And Saturday marked the first anniversary of the largest prison work strike in U.S. history. On September 9, 2016, prisoners launched a nationwide work strike that spread across 29 prisons to include more than 24,000 prisoners. Last year’s strike, launched on the anniversary of the 1971 Attica prison uprising, sparked widespread retaliation by prison guards, including in Michigan’s Kinross Correctional Facility. This is prisoner, poet and abolitionist Fred Williams, speaking about the strike and the retaliation in an interview just released by Rustbelt Abolition Radio.
Fred Williams: “They decided that they were going to stand out and protest—protest the food, protest health service, protest the ventilation, protest the living conditions overall. And so, these few guys stood outside, walking in circles, protesting, chanting, you know, 'Equal work, equal pay,' chanting. And they were also calling for other guys inside the housing units to come out and stand with them in solidarity. And it worked. They walked in circles in the common area, chanting, and the crowd just grew larger and larger and larger, until the point where, when I looked out the window, it looked like it was maybe 500-600 guys out there. And so, the ERT was called in; the emergency response team was called in. It took four or five hours.

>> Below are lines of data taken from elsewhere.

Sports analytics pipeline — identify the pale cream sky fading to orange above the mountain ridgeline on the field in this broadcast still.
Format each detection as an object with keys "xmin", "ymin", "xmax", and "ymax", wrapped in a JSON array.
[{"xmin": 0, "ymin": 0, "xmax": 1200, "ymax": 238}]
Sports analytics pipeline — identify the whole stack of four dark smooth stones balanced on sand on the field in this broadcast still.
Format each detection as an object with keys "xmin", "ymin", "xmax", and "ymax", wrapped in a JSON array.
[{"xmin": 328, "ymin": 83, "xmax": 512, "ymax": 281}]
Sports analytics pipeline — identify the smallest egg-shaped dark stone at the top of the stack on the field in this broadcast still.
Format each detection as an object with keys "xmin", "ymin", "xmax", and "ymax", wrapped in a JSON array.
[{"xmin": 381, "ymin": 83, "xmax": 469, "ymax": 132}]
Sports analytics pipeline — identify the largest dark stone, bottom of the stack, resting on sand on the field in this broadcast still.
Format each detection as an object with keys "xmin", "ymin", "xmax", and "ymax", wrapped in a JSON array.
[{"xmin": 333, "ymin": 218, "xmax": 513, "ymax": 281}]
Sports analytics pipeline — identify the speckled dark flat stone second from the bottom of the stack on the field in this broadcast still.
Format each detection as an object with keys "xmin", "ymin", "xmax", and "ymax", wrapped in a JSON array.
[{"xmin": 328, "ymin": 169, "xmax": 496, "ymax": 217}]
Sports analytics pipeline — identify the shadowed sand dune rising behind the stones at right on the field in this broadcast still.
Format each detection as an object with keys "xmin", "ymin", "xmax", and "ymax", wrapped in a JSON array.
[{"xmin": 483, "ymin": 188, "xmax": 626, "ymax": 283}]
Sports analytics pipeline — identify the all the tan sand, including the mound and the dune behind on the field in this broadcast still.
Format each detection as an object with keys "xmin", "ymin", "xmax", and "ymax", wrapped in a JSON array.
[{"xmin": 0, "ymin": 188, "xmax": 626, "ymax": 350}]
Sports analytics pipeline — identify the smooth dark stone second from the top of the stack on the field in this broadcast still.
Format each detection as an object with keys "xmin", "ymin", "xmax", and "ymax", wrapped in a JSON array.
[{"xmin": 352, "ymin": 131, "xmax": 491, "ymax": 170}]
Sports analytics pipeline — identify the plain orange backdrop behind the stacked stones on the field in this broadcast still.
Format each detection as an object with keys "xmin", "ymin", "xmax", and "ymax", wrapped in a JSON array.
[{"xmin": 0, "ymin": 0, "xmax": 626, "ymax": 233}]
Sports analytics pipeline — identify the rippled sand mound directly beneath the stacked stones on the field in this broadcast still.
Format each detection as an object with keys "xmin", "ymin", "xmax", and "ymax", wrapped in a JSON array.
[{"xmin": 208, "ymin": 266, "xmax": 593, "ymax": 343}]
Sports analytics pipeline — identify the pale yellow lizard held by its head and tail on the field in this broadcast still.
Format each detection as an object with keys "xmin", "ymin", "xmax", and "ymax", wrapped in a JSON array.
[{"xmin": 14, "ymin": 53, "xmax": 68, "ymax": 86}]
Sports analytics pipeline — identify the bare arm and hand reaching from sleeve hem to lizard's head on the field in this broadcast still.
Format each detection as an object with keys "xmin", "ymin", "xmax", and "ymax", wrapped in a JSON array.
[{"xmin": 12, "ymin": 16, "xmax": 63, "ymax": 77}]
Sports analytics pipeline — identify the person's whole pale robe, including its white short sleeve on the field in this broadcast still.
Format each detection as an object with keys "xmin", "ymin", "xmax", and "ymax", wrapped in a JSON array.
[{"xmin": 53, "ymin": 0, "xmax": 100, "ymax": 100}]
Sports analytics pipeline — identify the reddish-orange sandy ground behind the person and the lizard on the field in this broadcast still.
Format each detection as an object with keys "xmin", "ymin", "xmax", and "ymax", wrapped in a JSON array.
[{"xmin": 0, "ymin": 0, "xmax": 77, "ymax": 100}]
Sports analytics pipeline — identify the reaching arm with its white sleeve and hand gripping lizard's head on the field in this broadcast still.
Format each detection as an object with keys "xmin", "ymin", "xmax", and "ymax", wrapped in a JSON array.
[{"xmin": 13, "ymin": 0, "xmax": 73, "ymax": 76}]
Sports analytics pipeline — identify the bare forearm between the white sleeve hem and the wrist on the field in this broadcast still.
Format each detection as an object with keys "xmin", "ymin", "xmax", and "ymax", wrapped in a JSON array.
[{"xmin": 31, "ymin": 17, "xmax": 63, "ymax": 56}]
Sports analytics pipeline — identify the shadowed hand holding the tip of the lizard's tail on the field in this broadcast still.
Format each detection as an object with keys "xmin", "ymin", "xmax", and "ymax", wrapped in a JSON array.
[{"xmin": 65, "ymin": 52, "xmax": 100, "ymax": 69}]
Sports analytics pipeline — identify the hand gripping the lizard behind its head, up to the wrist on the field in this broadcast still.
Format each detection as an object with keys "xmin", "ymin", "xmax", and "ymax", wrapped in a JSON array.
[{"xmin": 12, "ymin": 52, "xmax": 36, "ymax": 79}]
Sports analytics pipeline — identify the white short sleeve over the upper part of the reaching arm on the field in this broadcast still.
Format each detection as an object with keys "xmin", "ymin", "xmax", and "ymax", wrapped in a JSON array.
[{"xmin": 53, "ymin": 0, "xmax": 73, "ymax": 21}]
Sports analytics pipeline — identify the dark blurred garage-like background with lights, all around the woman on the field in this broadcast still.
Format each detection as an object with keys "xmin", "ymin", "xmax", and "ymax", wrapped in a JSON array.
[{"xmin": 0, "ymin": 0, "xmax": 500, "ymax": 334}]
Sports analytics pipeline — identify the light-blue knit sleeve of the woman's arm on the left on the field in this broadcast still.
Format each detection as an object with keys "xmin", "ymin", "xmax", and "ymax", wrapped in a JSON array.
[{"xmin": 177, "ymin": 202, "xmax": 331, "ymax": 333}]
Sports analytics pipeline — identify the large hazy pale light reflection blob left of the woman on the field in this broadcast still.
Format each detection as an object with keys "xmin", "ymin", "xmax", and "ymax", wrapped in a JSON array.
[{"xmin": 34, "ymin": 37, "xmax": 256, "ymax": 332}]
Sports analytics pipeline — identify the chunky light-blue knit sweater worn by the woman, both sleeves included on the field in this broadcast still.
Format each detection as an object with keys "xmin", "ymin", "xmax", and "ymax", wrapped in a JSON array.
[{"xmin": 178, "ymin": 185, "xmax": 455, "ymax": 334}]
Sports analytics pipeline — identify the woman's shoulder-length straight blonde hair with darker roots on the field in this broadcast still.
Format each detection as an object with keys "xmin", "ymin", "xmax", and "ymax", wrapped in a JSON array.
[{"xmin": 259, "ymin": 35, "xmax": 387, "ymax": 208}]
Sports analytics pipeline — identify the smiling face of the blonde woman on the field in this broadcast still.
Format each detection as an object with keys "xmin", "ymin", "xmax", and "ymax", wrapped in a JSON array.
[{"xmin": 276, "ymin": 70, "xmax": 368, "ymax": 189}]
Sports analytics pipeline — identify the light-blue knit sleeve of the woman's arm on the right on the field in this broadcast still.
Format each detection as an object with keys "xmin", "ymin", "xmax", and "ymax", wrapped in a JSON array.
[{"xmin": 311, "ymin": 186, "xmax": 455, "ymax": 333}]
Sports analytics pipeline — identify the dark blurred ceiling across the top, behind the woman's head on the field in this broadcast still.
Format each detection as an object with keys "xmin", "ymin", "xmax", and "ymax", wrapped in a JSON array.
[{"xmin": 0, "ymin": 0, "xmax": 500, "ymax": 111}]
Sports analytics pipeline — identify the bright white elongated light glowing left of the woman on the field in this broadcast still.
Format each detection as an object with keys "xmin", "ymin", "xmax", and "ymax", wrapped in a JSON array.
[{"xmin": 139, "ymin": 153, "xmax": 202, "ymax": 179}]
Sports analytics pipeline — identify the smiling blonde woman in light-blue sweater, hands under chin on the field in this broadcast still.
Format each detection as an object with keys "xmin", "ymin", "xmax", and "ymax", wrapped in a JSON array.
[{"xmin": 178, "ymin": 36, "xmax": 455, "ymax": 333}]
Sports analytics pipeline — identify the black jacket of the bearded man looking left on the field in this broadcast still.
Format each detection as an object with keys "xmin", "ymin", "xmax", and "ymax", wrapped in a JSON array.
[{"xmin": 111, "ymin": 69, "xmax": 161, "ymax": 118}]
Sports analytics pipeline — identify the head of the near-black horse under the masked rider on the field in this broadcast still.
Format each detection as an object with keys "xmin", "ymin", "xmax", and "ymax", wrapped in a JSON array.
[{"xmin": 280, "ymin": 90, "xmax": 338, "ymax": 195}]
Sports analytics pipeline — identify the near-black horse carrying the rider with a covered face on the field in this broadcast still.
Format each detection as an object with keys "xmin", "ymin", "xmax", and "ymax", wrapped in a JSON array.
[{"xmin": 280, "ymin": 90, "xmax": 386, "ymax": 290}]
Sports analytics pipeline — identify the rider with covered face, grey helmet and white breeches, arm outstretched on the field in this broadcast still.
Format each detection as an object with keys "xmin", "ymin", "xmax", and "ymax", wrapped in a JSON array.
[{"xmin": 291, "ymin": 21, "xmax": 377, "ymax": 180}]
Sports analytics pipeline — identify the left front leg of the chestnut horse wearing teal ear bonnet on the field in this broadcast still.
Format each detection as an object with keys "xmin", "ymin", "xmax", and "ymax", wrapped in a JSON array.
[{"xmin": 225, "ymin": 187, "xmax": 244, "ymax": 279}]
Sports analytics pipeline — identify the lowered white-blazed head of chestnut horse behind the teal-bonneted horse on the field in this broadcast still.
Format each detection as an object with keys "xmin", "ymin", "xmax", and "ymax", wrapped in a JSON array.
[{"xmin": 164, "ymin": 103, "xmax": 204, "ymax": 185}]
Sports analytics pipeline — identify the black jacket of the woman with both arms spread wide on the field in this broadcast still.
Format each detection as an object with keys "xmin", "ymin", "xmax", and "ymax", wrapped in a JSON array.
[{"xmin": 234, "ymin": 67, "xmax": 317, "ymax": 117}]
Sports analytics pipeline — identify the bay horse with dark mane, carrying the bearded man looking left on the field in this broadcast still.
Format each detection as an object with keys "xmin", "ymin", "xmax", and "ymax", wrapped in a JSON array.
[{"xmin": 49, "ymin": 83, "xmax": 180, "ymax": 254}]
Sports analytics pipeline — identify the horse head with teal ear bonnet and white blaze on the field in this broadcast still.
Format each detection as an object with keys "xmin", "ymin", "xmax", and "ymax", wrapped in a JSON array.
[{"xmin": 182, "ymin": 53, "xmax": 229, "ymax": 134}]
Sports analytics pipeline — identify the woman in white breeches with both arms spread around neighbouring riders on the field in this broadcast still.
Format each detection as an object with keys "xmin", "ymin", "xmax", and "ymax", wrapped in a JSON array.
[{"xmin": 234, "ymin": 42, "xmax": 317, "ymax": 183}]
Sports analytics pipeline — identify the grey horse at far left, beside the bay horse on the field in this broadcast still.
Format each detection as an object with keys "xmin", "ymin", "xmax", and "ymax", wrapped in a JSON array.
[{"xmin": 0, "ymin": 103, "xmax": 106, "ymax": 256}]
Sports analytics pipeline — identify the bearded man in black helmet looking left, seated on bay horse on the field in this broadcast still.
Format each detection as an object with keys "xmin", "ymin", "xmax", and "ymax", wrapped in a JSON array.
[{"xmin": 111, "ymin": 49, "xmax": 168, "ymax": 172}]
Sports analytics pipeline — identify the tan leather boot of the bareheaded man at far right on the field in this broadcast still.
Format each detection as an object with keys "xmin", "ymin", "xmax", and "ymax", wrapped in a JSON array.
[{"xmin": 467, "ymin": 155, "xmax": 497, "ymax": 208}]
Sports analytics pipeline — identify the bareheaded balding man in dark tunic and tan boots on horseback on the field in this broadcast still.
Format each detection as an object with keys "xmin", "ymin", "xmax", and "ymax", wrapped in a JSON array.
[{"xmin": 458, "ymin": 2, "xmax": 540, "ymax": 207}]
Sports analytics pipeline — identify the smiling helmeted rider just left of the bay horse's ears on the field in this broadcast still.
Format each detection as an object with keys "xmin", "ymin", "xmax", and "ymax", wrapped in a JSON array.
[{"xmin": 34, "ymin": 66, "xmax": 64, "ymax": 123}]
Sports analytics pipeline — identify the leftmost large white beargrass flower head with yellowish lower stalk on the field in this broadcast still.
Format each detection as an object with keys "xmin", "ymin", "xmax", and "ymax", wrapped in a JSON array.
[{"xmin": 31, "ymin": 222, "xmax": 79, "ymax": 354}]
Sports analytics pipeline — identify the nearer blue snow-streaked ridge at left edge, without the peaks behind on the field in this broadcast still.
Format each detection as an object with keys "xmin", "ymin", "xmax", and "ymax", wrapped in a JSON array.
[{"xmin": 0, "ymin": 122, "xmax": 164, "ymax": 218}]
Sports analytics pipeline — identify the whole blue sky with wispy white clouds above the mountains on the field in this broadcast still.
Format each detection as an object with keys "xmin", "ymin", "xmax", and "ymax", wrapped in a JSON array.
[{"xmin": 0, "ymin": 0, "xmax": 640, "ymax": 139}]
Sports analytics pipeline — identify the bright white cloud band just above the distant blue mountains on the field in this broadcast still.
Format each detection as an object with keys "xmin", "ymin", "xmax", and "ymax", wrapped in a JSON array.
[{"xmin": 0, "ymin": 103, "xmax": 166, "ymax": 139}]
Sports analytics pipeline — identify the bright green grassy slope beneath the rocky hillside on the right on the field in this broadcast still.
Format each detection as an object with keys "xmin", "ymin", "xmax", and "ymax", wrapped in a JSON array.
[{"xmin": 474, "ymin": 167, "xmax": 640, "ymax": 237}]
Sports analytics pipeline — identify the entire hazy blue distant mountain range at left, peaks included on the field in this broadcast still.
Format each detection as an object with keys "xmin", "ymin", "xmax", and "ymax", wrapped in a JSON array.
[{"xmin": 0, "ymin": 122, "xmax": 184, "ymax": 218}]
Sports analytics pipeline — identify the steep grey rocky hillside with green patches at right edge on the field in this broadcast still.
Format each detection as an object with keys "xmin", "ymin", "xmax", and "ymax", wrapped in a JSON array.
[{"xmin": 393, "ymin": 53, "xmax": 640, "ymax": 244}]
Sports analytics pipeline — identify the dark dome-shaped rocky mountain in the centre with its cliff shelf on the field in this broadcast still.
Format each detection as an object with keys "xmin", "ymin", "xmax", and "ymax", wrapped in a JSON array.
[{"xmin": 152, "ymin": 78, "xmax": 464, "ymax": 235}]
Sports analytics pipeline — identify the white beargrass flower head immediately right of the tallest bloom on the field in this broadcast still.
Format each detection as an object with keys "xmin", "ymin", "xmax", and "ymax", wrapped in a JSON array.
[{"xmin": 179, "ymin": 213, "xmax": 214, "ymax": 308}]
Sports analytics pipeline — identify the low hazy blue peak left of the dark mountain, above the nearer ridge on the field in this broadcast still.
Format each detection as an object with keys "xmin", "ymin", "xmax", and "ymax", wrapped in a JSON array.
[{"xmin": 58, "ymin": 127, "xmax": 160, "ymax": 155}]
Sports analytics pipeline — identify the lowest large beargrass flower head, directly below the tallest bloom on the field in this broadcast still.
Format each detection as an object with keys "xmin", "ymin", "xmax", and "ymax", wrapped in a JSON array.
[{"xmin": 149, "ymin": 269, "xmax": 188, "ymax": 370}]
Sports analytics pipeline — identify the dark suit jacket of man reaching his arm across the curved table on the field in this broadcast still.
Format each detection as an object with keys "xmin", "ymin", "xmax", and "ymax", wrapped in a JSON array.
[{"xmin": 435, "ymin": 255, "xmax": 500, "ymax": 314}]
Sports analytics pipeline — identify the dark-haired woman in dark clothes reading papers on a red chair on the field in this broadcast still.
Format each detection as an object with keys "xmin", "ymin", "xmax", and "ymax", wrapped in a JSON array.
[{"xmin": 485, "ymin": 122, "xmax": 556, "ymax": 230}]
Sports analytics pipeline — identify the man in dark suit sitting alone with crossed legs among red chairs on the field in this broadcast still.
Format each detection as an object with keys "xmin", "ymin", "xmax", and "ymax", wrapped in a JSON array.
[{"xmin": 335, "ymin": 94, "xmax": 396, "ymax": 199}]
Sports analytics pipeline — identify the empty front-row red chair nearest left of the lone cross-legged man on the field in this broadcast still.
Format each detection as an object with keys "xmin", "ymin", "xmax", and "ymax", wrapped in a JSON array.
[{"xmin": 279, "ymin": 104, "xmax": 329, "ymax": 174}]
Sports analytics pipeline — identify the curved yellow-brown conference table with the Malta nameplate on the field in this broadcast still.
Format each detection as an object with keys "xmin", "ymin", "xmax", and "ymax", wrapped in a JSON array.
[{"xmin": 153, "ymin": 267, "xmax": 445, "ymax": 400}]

And from what I understand, this is either the first or second time the government allowed for live ammunition to be entered onto the prison compound in Michigan.”
That was prisoner Fred Williams at Michigan’s Kinross Correctional Facility in an audio archive just released because some prisoners were isolated in solitary confinement as retaliation for the strike for nearly a year. And today is the 16th anniversary of the September 11 attacks.